ACR/EULAR 2015 classification criteria for gout use a point system (joint involvement, characteristics, urate level, imaging, crystal proof). MSU crystal demonstration is the definitive entry criterion.

Diagnostic flow

Acute hot joint → aspirate synovial fluid → Gram stain + culture (rule out sepsis) → polarised microscopy → needle-shaped negatively birefringent = gout; rhomboid positively birefringent = pseudogout → if no crystals & infection suspected, treat as septic arthritis.

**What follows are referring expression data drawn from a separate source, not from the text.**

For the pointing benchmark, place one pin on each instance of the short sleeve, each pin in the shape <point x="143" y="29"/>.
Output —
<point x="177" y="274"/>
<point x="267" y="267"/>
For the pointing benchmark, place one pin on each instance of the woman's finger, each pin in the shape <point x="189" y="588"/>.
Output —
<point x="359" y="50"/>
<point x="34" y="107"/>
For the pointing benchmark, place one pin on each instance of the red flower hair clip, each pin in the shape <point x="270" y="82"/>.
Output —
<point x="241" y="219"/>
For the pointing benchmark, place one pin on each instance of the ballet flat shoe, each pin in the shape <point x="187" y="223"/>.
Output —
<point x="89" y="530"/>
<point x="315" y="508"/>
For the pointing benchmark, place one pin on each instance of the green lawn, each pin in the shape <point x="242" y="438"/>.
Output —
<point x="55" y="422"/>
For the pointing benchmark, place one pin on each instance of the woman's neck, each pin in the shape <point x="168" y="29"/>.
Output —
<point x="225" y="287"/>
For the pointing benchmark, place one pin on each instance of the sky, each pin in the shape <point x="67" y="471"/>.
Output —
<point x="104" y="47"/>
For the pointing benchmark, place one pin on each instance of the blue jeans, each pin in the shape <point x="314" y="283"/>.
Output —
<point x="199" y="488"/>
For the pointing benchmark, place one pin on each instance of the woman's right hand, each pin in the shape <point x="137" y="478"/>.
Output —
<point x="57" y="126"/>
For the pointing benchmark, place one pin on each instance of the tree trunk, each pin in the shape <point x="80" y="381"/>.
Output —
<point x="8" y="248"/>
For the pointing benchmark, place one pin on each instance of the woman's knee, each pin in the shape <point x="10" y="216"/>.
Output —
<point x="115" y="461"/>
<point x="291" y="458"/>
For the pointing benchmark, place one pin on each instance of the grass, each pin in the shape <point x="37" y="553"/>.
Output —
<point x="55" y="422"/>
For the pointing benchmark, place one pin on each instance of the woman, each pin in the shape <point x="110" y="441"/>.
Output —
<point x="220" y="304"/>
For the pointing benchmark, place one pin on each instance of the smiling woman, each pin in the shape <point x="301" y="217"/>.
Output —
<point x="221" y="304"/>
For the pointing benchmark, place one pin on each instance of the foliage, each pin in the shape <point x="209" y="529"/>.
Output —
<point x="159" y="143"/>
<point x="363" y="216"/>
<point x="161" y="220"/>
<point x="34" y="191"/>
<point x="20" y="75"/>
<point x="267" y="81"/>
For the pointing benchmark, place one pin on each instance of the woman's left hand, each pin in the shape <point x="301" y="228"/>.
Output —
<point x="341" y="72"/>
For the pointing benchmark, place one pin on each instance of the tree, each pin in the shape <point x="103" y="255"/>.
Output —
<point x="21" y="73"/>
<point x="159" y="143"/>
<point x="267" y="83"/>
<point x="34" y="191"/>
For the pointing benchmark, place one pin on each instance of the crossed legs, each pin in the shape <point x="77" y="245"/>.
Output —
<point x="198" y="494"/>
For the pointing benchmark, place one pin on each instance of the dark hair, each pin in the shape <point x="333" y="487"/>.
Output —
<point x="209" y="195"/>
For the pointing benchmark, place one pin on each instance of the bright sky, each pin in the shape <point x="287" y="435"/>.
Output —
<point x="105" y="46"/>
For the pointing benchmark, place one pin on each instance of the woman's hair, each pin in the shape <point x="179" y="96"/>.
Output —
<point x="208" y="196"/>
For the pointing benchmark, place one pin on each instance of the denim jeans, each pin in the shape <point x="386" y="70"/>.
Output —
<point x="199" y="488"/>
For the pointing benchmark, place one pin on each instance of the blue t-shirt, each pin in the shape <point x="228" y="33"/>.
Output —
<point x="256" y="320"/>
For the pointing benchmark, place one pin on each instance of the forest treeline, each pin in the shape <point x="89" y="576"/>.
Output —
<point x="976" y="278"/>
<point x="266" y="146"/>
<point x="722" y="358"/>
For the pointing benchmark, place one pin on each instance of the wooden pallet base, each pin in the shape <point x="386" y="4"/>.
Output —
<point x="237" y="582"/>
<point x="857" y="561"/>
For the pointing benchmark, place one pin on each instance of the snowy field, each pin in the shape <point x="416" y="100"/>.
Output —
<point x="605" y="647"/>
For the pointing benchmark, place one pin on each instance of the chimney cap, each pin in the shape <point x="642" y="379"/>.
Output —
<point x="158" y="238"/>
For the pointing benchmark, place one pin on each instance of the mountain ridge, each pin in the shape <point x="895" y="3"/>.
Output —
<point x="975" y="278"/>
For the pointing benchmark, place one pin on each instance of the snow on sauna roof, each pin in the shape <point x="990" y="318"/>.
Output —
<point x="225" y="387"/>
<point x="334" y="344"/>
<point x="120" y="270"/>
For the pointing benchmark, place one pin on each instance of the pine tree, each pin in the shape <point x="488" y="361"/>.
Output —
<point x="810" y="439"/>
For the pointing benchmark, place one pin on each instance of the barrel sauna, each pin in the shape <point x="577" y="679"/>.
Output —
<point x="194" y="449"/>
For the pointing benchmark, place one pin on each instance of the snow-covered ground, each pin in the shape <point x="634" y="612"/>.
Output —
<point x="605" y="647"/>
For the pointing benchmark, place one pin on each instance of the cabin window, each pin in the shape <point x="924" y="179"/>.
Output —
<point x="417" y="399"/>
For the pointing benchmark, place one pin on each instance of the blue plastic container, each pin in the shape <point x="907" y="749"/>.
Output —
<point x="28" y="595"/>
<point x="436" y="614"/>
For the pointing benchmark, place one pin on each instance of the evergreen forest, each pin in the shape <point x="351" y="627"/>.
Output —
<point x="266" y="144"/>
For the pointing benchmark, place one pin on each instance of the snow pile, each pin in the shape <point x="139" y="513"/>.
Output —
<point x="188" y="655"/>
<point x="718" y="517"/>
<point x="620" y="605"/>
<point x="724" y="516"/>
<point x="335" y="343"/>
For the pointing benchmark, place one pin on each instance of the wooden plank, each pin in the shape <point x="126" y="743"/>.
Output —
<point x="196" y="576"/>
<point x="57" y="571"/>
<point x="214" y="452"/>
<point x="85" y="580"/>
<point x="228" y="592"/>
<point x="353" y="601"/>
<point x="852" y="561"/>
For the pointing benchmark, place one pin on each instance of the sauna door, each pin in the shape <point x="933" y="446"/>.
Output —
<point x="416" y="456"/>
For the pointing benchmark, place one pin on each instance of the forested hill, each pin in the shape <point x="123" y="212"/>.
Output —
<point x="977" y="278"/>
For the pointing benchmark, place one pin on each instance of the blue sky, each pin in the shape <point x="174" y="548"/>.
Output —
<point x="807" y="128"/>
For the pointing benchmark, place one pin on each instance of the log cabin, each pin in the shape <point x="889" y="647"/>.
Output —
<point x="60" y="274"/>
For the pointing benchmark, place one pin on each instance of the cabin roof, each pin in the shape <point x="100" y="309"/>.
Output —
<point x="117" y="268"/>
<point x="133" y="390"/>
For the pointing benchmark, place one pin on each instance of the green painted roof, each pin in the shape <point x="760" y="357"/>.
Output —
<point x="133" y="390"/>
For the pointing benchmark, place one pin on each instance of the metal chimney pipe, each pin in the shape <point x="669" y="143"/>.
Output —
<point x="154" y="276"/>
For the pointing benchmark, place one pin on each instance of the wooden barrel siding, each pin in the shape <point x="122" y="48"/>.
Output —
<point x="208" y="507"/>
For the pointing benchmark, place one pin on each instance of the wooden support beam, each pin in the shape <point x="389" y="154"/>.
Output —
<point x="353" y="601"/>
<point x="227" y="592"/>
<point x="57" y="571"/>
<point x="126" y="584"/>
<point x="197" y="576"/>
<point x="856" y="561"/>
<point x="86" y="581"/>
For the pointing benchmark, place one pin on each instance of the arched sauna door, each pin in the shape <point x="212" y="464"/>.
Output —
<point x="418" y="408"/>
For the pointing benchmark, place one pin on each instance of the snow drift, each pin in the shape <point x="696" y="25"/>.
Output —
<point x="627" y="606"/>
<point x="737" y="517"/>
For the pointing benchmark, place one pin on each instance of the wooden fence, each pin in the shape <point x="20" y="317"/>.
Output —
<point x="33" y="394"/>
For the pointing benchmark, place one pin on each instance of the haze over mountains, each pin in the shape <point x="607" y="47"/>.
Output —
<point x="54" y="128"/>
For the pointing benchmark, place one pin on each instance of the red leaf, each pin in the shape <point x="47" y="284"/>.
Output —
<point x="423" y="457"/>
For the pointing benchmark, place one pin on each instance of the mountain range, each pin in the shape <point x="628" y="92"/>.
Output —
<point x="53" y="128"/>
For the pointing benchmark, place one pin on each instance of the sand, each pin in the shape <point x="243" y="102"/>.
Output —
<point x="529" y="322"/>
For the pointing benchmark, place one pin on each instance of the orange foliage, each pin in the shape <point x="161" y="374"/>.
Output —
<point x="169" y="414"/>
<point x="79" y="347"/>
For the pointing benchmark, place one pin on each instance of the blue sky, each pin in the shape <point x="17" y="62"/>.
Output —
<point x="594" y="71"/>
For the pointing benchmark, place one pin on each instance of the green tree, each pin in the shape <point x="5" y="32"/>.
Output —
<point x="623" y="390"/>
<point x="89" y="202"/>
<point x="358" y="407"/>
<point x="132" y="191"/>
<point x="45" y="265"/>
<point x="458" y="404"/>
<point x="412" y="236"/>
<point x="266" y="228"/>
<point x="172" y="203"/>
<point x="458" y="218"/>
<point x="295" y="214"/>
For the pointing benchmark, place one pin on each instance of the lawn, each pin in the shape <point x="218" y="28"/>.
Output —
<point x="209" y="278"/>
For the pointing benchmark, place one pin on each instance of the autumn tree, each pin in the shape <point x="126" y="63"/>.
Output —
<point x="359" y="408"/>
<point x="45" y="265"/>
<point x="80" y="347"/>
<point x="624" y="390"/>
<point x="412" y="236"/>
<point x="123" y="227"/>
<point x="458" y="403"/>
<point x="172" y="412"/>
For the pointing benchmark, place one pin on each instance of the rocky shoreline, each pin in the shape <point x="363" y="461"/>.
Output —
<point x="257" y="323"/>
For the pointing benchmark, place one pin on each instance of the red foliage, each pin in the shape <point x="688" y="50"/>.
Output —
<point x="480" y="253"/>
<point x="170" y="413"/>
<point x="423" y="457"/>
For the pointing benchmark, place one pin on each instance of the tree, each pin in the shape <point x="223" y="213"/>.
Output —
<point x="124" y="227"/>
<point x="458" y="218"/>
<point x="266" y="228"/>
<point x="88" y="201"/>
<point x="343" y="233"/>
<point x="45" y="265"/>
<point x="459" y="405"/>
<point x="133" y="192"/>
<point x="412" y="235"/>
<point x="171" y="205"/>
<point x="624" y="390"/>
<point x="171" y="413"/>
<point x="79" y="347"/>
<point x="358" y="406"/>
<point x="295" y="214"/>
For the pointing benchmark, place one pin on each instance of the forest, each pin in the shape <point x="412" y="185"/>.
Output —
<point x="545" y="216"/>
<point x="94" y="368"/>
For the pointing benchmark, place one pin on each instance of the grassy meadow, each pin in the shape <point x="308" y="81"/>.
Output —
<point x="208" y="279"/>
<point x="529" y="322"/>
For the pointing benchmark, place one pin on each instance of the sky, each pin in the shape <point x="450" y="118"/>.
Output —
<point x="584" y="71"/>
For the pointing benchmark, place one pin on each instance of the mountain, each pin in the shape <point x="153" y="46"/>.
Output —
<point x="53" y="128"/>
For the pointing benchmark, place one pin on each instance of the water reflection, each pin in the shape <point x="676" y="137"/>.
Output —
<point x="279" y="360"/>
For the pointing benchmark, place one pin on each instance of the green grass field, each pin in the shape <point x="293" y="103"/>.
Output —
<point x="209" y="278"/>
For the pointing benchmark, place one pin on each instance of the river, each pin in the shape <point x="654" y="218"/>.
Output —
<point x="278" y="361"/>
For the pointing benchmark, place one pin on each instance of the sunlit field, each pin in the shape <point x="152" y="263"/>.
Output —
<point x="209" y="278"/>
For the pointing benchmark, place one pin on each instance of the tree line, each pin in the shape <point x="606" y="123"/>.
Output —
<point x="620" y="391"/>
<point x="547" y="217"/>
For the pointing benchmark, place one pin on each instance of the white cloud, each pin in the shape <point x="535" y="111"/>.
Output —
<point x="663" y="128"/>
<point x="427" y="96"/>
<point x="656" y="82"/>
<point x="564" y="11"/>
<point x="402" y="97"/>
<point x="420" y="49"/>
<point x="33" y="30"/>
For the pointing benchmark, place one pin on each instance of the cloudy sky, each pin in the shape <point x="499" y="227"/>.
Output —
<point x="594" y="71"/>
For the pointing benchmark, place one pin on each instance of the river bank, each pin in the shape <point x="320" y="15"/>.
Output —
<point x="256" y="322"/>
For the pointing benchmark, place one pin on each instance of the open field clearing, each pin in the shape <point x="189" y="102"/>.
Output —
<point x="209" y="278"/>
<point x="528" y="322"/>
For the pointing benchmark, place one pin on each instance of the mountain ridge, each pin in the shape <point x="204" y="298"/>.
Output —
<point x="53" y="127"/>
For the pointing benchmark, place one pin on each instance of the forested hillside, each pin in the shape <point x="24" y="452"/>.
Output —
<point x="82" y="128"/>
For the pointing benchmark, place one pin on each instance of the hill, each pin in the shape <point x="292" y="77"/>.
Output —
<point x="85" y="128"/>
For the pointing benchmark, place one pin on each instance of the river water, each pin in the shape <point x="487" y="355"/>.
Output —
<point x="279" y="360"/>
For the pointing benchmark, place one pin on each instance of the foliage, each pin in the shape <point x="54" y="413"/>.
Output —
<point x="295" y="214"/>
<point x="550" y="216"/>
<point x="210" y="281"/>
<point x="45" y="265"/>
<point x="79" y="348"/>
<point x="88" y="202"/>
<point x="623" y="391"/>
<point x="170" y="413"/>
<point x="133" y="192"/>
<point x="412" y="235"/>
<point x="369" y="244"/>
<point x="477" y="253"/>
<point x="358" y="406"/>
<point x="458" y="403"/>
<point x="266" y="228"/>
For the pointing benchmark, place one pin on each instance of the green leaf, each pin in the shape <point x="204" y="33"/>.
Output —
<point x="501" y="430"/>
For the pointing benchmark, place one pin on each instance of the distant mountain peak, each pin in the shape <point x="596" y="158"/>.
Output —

Management & Drug of Choice

Acute attack (same principles for gout and pseudogout)

First-line options (do NOT change urate-lowering therapy during an acute attack):

  1. NSAIDs — e.g. naproxen, indomethacin; rapid, effective; avoid in renal impairment, peptic ulcer, heart failure.
  2. Colchicine — best if started within 24 hours of onset. Low-dose regimen (1.2 mg then 0.6 mg one hour later, then 0.6 mg daily) is as effective as high-dose with far less GI toxicity. Inhibits microtubule polymerisation → blocks neutrophil migration. Toxicity: diarrhoea (earliest, dose-limiting), myopathy, neuropathy, bone marrow suppression. Interacts dangerously with clarithromycin, statins, cyclosporine (CYP3A4/P-gp).
  3. Corticosteroids — oral prednisolone or intra-articular steroid (preferred when 1-2 joints involved and infection excluded); ideal in renal failure where NSAIDs/colchicine are contraindicated.
  4. IL-1 inhibitors (anakinra, canakinumab) — for refractory cases or when all above are contraindicated.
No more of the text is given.